Have you heard the term ‘consulting’ thrown around all over your campus, but not really understood what exactly a career in consulting actually entails? Well, look no further because we here at college essay a person who influenced you are about to break it down for you.
What is a consultant? A consultant is an expert who is trained to analyze problems and advise a client in order to help the client make the best possible choices. As of May 2015, there were approximately 614,110 management consultants employed in the United States, with management consulting generating over $200 billion in revenue. Consulting firms have experienced an increase in revenue of about 12-18% in recent years.
While the range of industry interests within consulting is vast, ranging anywhere from consumer and industrial products to healthcare, public sector, or technology consulting, the three main types of consulting fall into three categories: economic, management/strategy, and IT. For pre-MBA and undergraduate students, consultant compensation university of chicago undergraduate admissions essay questions in recent years, making it a career path you certainly should not ignore.
As a first year consultant out of undergrad, a consulting analyst/associate (the two terms are used relatively interchangeably, and is simply a matter of firm preference) can expect to make anywhere between $80-100K a year.
Below you can see the average compensation breakdown. Note, this figure relies on data that takes into account the average salaries of some of the top 16 consulting firms.
Though the consulting hours are by no means a cakewalk, with the average consultant working almost 12 hours/day (that number can be flexible depending on the client/project you are working on), according to the data from our site, former analysts rate their consulting experiences relatively favorably.
In addition, traveling is typically one of the hallmarks of consulting. Consultants – depending on firm and industry – can be expected to travel anywhere from 25-75% of their time. At the Big 3 consulting firms (Bain, Boston Consulting Group, McKinsey) that range increases to about 50-75%
In terms of gender equity, the US Bureau of Labor and Statistics has reported that management and tech consulting services currently employ about 609,000 women, meaning that women represent about 44% of all employees in those areas. While the consulting industry may seem gender balanced, it should be noted that women only make up 10% of consulting partners, meaning that women are much more likely not to hold upper level positions, or choose to leave the field after a few years.

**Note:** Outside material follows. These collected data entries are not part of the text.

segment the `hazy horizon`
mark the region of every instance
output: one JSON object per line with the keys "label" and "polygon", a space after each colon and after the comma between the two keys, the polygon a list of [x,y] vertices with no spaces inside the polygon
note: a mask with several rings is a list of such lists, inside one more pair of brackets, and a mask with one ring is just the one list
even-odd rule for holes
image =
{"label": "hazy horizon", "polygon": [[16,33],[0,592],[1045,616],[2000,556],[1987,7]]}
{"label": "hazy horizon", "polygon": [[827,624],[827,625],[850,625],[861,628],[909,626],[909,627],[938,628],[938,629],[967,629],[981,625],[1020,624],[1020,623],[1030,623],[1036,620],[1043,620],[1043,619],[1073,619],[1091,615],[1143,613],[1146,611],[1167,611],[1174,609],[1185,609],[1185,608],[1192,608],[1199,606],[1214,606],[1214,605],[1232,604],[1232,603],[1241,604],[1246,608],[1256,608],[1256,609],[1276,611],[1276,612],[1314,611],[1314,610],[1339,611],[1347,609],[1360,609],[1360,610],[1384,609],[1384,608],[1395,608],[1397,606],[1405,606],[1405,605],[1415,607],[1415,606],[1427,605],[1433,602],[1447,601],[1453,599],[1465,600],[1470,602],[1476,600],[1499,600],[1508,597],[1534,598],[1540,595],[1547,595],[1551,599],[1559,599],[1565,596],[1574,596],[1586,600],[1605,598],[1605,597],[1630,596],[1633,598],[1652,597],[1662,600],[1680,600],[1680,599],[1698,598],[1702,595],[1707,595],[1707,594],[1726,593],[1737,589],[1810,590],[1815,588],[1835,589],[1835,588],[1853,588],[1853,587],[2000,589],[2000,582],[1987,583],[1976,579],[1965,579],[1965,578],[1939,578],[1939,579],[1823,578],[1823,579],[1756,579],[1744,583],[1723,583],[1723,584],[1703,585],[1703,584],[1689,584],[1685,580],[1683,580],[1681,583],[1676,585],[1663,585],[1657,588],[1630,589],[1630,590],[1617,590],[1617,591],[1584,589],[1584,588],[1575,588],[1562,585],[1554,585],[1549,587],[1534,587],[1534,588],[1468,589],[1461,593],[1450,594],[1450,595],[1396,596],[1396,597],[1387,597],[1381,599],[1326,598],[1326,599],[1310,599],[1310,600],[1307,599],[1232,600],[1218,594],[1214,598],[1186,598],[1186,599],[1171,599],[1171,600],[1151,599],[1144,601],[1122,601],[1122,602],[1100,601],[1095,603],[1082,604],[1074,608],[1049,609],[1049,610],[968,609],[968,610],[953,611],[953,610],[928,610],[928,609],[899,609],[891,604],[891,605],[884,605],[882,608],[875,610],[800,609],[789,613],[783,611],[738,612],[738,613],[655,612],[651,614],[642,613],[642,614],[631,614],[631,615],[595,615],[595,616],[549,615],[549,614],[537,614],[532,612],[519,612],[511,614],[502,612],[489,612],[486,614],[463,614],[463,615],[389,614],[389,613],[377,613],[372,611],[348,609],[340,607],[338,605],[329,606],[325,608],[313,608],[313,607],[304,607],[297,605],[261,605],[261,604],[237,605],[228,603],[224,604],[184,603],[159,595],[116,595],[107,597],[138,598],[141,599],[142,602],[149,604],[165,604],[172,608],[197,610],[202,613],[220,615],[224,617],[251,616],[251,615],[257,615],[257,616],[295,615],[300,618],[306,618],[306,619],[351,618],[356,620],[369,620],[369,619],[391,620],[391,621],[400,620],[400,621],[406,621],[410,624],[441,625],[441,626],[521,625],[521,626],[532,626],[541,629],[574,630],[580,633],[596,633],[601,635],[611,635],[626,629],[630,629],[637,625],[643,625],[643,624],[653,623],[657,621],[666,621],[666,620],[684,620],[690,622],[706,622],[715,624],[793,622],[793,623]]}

One of the greatest things about consulting is the ability pursue a myriad of paths once you’ve worked at a firm for a few years. As you can see below, according to a study by Management Consulted a quarter of consulting hires either decide to head back to school to get another degree or go on to obtain corporate roles, predominantly at Fortune 500 companies. Though entering into public service is the least common route, former presidential candidates, Mitt Romney and Bobby Jindal, both began their careers at McKinsey and Bain, respectively.

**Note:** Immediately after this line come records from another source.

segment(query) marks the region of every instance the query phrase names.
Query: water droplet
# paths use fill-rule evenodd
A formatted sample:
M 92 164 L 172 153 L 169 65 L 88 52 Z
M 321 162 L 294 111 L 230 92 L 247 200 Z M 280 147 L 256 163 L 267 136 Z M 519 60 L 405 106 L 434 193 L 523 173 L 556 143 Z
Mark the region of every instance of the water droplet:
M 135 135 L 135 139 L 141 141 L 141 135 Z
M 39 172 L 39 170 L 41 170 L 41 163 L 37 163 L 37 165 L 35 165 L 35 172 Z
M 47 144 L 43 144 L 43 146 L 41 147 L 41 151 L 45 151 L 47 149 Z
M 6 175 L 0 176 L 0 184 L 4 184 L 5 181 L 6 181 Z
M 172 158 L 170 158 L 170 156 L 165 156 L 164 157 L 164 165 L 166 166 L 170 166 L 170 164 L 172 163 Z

According to Statista, McKinsey leads the pack as the consulting firm with the highest prestige rating, with BCG, Bain, and Deloitte trailing closely behind.
One of the unique – and notorious – facets of consulting recruiting is the case interview. Typically consulting hiring consists of two interview types: behavioral and case. The behavior interviews are your standard “get to know you” interviews, but the case interview is where things get slightly more difficult. In a case interview, you’re typically given a market situation, and it’s up to you to solve the problem at hand. While case interviews may seem daunting at first, with time, practice, and good preparation, soon you’ll be able to analyze any situation like a consulting pro. Almost all large consulting firms, such as Bain and BCG, offer sample case questions that have come up in previous interviews that you can study to get a better sense of what is expected of you. There are also a number of specialized practice books you can use to get you a little more familiarized with case interviews and how best to approach them (I personally own a copy of Case in Point). Finally, be sure to contact your university’s career centers! Most offer special crash courses, or allow you to schedule mock case prep interviews.
Polish off those cover letters and update those resumes and maybe you’ll be working in consulting in no time! Check out our company guides on McKinsey, BCG, and Deloitte to help you decide which firm is right for you.